On May 17, the Montana Land Board voted to give “preliminary approval” to a so-called “Montana Working Forests Acquisition.” This is former Plum Creek ground that the Nature Conservancy bought with the intent of selling it off to Montana as state trust lands.

On offer: 54,170 acres in four chunks, for $41 million ($757 per acre), using money won in the dam-site lawsuit against PPL Montana – “free money” that nonetheless hasn’t been collected yet. And … if it is, it will be collected from PPL customers one way or the other.

Even better, it appears the price is apparently a “discount.” The Forest Service paid $2,200 per acre (with your money) for its 112,000-acre share of the Montana Legacy Project. For the rest, 200,000 acres, TNC agreed to pay Plum Creek $240 million, averaging $1,200 per acre.

So, Montana’s getting discount ground using free money. What a deal, right?

First, let’s use a best case of what “Montana Working Forests” are really worth. Montana DNRC just put up a sale on a virgin section on Boorman Peak west of Kalispell surrounded by Plum Creek and Stoltze, all of which has been logged at least once. There were 581 acres offered, minus what looked like a trail/migration “corridor.” I walked it with some logger friends, nice wood on tough ground.

Charlie Parke (a Drummond logger with a share in Pyramid Lumber at Seeley Lake) bid $1.294 million, or $2,227 per acre in present cash-now value. If every tree was slicked off Boorman, the cash-now value per acre could be $4,500. But DNRC doesn’t do that, and I’m glad. Mr. Parke will also build roads for later management.
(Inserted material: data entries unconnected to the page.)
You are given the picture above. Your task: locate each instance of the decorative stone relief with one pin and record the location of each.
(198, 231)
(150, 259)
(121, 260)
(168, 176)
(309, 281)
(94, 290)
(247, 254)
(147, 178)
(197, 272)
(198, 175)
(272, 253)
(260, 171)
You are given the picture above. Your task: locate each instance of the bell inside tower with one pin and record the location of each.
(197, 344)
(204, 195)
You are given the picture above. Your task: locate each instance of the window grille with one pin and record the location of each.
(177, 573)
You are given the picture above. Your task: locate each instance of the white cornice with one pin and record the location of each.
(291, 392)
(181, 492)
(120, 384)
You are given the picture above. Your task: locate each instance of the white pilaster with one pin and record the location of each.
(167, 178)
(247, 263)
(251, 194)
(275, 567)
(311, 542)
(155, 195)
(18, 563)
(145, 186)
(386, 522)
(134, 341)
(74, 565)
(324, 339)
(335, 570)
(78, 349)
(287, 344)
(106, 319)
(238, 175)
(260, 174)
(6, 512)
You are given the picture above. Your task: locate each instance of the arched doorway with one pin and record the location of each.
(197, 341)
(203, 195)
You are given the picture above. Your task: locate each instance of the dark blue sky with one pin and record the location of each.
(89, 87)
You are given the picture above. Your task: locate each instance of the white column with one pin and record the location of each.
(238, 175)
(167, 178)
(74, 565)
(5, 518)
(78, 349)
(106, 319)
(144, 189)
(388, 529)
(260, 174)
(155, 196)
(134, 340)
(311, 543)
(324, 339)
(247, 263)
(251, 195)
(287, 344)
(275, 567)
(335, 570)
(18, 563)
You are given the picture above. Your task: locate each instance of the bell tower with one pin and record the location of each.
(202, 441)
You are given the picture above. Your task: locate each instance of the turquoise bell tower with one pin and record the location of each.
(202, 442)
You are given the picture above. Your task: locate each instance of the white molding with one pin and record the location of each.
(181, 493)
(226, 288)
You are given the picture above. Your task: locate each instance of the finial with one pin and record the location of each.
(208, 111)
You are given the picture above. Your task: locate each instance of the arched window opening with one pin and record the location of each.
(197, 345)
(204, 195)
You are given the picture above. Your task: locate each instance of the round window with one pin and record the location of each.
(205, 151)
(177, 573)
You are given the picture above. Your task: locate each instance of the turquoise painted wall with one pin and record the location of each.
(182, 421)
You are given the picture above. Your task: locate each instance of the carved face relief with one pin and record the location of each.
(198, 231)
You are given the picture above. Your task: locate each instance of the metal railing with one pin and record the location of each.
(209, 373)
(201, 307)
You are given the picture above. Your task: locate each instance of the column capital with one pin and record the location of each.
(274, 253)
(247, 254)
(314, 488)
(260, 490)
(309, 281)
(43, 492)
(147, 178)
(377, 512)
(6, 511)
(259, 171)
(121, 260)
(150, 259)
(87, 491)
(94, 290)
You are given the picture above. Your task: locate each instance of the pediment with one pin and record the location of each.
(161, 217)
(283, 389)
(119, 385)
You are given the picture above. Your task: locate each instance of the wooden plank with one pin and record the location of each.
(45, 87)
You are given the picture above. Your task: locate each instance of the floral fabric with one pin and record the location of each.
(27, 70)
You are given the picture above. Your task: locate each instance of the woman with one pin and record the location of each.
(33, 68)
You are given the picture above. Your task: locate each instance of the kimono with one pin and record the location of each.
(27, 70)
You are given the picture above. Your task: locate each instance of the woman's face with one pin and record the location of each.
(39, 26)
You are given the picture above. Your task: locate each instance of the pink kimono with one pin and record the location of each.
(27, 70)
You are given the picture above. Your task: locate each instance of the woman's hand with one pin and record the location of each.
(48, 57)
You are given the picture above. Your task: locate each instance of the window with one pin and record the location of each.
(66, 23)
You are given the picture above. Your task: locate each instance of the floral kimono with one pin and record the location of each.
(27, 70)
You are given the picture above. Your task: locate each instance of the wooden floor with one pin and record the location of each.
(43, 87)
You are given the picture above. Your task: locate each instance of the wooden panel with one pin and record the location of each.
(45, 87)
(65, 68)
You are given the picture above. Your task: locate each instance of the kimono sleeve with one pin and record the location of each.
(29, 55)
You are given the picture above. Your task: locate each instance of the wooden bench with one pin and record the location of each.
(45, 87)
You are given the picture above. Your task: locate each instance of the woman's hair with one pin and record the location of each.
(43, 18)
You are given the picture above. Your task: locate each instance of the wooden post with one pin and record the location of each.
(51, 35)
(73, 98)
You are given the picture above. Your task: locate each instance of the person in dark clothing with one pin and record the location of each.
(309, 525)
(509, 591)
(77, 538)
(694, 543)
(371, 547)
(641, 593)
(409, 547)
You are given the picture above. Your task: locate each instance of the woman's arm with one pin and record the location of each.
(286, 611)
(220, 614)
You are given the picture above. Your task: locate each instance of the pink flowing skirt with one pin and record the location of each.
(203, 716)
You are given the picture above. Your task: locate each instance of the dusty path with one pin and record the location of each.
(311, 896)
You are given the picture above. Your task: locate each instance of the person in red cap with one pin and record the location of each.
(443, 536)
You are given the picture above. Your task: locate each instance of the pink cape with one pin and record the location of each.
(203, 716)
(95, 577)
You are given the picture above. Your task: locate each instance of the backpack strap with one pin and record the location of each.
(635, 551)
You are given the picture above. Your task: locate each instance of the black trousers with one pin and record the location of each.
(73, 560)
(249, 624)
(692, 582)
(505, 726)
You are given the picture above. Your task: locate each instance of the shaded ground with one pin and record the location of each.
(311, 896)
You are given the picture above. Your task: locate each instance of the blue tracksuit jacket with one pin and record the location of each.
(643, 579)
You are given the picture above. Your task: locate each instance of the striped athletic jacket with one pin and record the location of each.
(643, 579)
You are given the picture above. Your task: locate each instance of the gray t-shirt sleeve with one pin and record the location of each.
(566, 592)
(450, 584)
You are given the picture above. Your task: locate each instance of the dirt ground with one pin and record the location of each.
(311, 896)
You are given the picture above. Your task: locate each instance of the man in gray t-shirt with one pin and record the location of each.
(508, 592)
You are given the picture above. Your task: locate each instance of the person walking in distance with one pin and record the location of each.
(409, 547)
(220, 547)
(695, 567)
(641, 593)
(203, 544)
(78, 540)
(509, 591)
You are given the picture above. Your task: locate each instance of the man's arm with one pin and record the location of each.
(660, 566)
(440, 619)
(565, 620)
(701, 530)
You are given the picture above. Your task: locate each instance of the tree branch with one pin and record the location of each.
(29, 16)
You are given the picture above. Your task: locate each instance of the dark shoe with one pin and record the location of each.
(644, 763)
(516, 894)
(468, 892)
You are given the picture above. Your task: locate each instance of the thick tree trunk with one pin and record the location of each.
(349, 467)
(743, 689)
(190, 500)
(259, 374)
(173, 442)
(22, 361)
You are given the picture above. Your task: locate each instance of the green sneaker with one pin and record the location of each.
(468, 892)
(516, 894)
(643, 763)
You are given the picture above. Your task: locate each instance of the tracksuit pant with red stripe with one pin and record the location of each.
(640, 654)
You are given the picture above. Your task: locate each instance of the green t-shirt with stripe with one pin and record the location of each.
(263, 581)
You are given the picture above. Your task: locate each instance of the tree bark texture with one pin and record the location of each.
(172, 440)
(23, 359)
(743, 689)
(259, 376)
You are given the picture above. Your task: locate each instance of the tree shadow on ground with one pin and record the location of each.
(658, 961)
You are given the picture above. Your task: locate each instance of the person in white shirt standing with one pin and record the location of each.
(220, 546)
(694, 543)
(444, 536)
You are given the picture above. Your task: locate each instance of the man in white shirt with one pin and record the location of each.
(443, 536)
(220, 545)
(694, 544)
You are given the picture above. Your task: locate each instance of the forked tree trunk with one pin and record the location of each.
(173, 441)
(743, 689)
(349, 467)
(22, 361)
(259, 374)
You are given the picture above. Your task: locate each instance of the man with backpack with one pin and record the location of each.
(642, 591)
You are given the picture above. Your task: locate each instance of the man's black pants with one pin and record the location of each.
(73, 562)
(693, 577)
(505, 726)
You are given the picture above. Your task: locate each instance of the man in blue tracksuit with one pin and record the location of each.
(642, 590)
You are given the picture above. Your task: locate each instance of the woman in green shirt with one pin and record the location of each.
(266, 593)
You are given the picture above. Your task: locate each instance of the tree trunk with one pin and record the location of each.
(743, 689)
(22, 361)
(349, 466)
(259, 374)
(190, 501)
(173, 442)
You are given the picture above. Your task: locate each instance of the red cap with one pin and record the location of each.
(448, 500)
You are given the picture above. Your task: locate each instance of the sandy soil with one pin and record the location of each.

After Parke is done with Boorman, the land will have less cash value because of the wood removed and value captured for the trust beneficiaries. Let’s say we will rotate at 60 years half-and-half from here out. In 2040, DNRC will harvest the $2,227 worth of wood we left alone in 2010, while leaving the 2010 crop of new wood for harvest in 2070, leaving in turn the 2040 trees to grow until 2100.
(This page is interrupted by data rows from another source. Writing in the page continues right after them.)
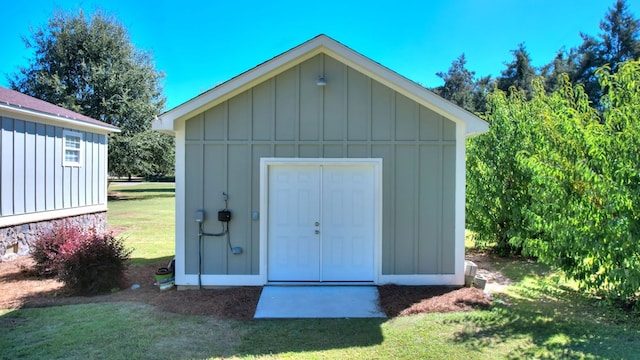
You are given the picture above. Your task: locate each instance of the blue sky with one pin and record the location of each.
(199, 44)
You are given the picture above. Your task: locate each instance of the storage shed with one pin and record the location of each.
(53, 167)
(328, 168)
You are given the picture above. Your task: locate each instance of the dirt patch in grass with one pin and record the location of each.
(20, 288)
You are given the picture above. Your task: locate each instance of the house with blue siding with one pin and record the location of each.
(53, 168)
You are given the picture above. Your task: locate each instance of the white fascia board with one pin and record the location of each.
(297, 55)
(236, 85)
(22, 113)
(13, 220)
(406, 87)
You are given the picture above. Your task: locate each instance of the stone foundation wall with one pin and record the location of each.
(17, 240)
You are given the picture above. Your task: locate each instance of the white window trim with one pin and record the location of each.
(66, 133)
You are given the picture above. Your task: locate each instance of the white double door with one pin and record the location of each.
(321, 223)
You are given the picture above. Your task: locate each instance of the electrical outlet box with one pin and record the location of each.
(224, 215)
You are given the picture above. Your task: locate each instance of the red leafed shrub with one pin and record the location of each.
(93, 264)
(46, 250)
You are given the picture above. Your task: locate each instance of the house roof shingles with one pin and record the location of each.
(17, 100)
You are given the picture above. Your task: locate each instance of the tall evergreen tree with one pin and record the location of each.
(519, 72)
(88, 64)
(461, 88)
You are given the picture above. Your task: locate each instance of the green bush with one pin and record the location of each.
(46, 249)
(87, 262)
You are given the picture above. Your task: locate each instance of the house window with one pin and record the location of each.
(72, 148)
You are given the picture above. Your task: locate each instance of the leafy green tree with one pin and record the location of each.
(519, 72)
(88, 64)
(586, 177)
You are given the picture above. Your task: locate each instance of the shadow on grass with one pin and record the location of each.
(557, 320)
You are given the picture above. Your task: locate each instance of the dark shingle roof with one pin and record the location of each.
(19, 100)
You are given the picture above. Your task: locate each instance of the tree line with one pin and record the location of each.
(557, 176)
(616, 43)
(89, 65)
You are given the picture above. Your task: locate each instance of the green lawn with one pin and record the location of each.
(540, 316)
(146, 212)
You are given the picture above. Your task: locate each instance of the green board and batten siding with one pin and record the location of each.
(353, 116)
(33, 179)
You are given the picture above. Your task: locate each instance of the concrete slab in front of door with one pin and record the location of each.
(319, 302)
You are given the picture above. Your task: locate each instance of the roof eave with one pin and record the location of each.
(64, 121)
(320, 44)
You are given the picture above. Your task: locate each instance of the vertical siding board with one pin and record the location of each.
(263, 118)
(430, 125)
(40, 167)
(58, 169)
(448, 130)
(310, 99)
(285, 150)
(239, 124)
(382, 112)
(89, 180)
(214, 122)
(7, 167)
(213, 183)
(102, 166)
(193, 201)
(405, 237)
(447, 256)
(96, 170)
(359, 106)
(239, 188)
(30, 167)
(310, 151)
(333, 151)
(407, 118)
(19, 167)
(50, 180)
(82, 171)
(259, 151)
(286, 109)
(358, 151)
(335, 107)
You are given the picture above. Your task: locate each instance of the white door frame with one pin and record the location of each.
(265, 163)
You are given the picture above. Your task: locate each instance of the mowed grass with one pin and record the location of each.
(144, 212)
(541, 316)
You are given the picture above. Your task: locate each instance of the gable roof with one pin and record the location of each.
(20, 103)
(325, 45)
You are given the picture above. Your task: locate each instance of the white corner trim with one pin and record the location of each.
(32, 115)
(304, 51)
(446, 279)
(49, 215)
(180, 210)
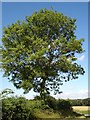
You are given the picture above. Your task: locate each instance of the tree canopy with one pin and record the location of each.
(40, 52)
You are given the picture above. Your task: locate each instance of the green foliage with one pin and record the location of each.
(51, 102)
(40, 52)
(80, 102)
(16, 109)
(5, 93)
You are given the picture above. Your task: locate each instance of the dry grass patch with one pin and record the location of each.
(81, 108)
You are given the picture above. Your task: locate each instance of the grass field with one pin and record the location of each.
(82, 109)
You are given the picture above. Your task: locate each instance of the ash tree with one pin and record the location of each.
(40, 52)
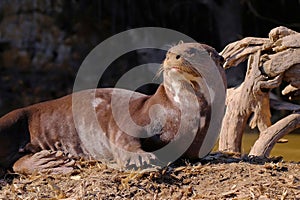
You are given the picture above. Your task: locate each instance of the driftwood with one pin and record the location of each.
(271, 61)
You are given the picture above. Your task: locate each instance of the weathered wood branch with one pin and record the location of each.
(268, 138)
(270, 61)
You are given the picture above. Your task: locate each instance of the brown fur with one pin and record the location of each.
(27, 134)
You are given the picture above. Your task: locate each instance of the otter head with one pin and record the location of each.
(183, 61)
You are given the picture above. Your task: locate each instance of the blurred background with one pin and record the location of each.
(43, 42)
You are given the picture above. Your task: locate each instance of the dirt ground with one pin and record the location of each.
(218, 176)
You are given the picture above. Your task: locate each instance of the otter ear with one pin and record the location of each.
(180, 42)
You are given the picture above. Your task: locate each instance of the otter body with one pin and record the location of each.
(48, 135)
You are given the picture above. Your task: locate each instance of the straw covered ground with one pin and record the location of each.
(218, 176)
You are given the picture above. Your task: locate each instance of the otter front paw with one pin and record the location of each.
(143, 161)
(44, 161)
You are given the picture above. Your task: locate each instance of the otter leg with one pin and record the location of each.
(44, 161)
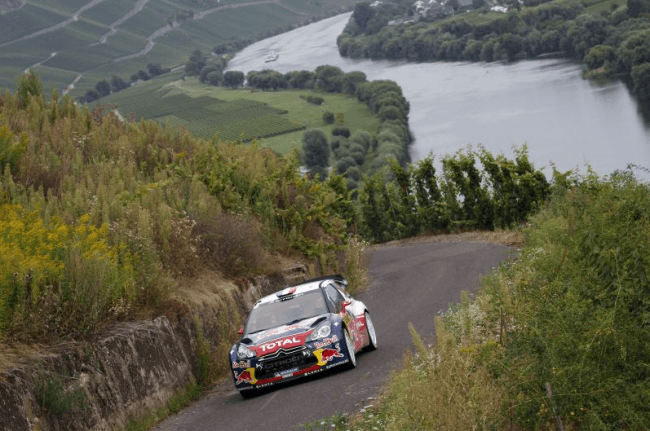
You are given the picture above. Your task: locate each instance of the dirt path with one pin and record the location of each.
(410, 283)
(74, 17)
(137, 8)
(199, 15)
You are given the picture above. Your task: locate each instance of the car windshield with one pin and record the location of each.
(278, 313)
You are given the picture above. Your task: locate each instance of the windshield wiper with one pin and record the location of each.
(298, 320)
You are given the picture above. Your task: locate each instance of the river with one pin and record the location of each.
(545, 103)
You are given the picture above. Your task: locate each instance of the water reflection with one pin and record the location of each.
(544, 103)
Where does that leave us in terms of today’s dollars at six percent? The value of $2,227 in trees per acre in 2040 in cash today is $387.74, in 2070, $67.50. Taken together, the present value of Boorman after this harvest is $455 or so per acre.
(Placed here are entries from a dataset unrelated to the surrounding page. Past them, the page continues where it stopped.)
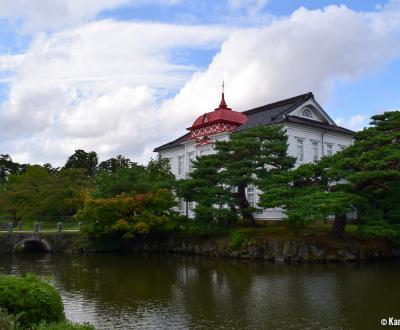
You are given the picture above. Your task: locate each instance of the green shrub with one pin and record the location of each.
(32, 299)
(64, 325)
(239, 238)
(7, 321)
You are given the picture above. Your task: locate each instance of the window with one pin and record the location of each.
(300, 150)
(181, 205)
(190, 161)
(181, 160)
(306, 113)
(315, 151)
(329, 149)
(204, 152)
(251, 196)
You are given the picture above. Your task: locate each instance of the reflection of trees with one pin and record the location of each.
(212, 293)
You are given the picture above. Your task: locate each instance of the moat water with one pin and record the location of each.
(139, 291)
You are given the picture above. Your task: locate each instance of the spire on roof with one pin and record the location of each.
(222, 104)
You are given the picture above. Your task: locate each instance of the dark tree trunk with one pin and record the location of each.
(339, 225)
(244, 205)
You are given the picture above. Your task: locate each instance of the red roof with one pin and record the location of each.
(220, 114)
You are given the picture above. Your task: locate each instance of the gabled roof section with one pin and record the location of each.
(173, 144)
(273, 112)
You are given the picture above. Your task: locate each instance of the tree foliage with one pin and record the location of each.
(8, 167)
(218, 182)
(84, 160)
(32, 299)
(134, 179)
(128, 215)
(37, 193)
(113, 164)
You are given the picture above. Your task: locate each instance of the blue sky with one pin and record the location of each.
(74, 75)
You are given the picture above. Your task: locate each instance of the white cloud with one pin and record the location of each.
(95, 87)
(252, 7)
(55, 14)
(308, 51)
(100, 87)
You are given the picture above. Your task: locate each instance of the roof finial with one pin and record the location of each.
(223, 103)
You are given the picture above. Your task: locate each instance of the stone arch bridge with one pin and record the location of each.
(38, 242)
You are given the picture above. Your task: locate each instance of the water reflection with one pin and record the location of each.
(166, 291)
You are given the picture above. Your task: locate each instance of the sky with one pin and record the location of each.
(124, 76)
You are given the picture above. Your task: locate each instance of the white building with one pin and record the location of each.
(312, 134)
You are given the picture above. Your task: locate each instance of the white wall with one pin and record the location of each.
(294, 132)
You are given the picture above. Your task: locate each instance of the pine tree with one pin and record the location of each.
(220, 181)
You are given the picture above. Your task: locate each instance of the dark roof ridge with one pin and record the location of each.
(301, 97)
(170, 143)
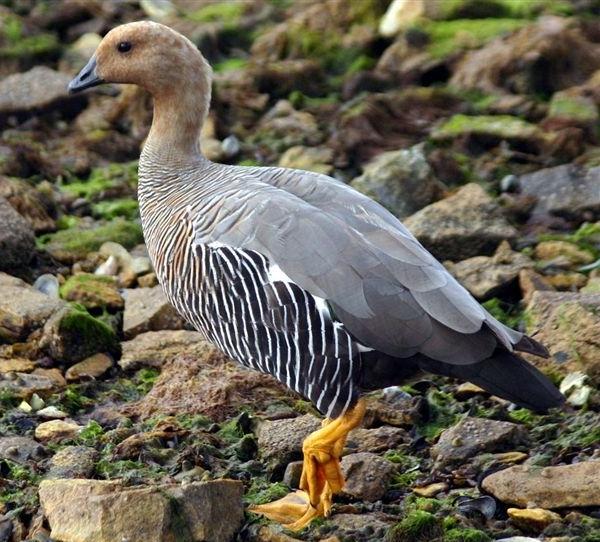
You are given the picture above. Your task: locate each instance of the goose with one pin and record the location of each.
(296, 274)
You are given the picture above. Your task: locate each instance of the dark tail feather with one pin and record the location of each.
(506, 375)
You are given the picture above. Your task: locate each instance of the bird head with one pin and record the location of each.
(147, 54)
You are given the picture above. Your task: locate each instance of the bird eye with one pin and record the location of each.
(124, 46)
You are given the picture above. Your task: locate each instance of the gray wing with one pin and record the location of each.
(388, 291)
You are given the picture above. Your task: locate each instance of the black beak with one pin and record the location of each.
(86, 78)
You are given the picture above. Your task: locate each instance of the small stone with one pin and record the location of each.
(57, 430)
(475, 435)
(551, 487)
(280, 441)
(466, 224)
(77, 509)
(431, 490)
(147, 309)
(155, 348)
(21, 449)
(16, 365)
(90, 368)
(51, 413)
(73, 462)
(532, 518)
(367, 475)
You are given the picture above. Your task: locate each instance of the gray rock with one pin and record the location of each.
(147, 309)
(565, 190)
(155, 348)
(38, 88)
(549, 487)
(401, 181)
(106, 511)
(73, 462)
(17, 240)
(467, 224)
(475, 435)
(23, 309)
(280, 441)
(376, 440)
(367, 475)
(486, 276)
(21, 449)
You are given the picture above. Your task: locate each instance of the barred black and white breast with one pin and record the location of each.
(299, 276)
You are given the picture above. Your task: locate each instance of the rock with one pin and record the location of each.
(489, 127)
(280, 441)
(34, 206)
(379, 439)
(563, 254)
(106, 511)
(72, 335)
(39, 88)
(155, 348)
(550, 55)
(17, 242)
(567, 324)
(23, 309)
(367, 475)
(147, 309)
(73, 462)
(57, 430)
(472, 436)
(530, 282)
(486, 276)
(401, 181)
(16, 365)
(24, 385)
(467, 224)
(532, 518)
(206, 382)
(317, 159)
(90, 368)
(21, 449)
(566, 190)
(548, 487)
(93, 291)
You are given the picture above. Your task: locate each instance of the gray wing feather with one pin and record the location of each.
(383, 285)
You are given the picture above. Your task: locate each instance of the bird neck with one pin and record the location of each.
(179, 113)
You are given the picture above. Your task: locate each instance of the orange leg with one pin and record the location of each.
(321, 474)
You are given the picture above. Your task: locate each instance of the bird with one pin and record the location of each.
(296, 274)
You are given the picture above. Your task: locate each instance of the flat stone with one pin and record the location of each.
(16, 365)
(147, 309)
(106, 511)
(280, 441)
(38, 88)
(466, 224)
(472, 436)
(72, 462)
(565, 190)
(402, 181)
(486, 276)
(567, 323)
(532, 518)
(57, 430)
(21, 449)
(549, 487)
(23, 309)
(155, 348)
(367, 475)
(376, 440)
(90, 368)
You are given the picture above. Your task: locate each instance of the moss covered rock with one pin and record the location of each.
(72, 335)
(74, 244)
(93, 291)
Mind you, this is for properly-harvested-for-sustained-yield DNRC land after a first cut. I’m not considering the risk of bugs or fire, either. I’m also being optimistic on future growth. Much of what is there is far older than 60 years, including the leave trees we’ll harvest in 2040.

Bottom line: If DNRC, or any investor, was buying Boorman after Mr. Parke’s crews are done, as an income-producer it is worth $455 an acre at most. The multiply-mowed Anaconda/Northern Pacific/Champion/PCL land that is now on offer to the Land Board is clearly worth less.

In comparison, Oregon just bought a new state forest near Gilchrist south of Bend on the east side of the Cascades, paying Fidelity Investments $15 million for 43,000 acres, $348 per acre. Sure, it was slicked off in the 1990s, but it’s replanted, flatter, more productive and easier to harvest when the day comes.

So, is paying $757 per acre a sensible decision for the Land Board? In terms of producing income commensurate to the money invested, no way. But in terms of bailing out the Nature Conservancy from under some badly overpriced real estate, it’s simply terrific.

DNRC’s current director, appointed by Gov. Brian Schweitzer, is Mary Sexton. Her previous employer was the Nature Conservancy. Someone should ask her who she really works for.

Here’s something else: After I read that the forestry-hating Swan View Coalition had the gall to sign up for Plum Creek Foundation’s employee matching grant program, I just had to look. SVC only got a hundred bucks through that program.

But guess who (in 2007 and 2008) got the largest foundation checks? The Montana Nature Conservancy, $50,000 each year, for the “MT Big Sky Campaign.” Someone should question the timing, amount, fiscal relationship, and what that “campaign” was really about.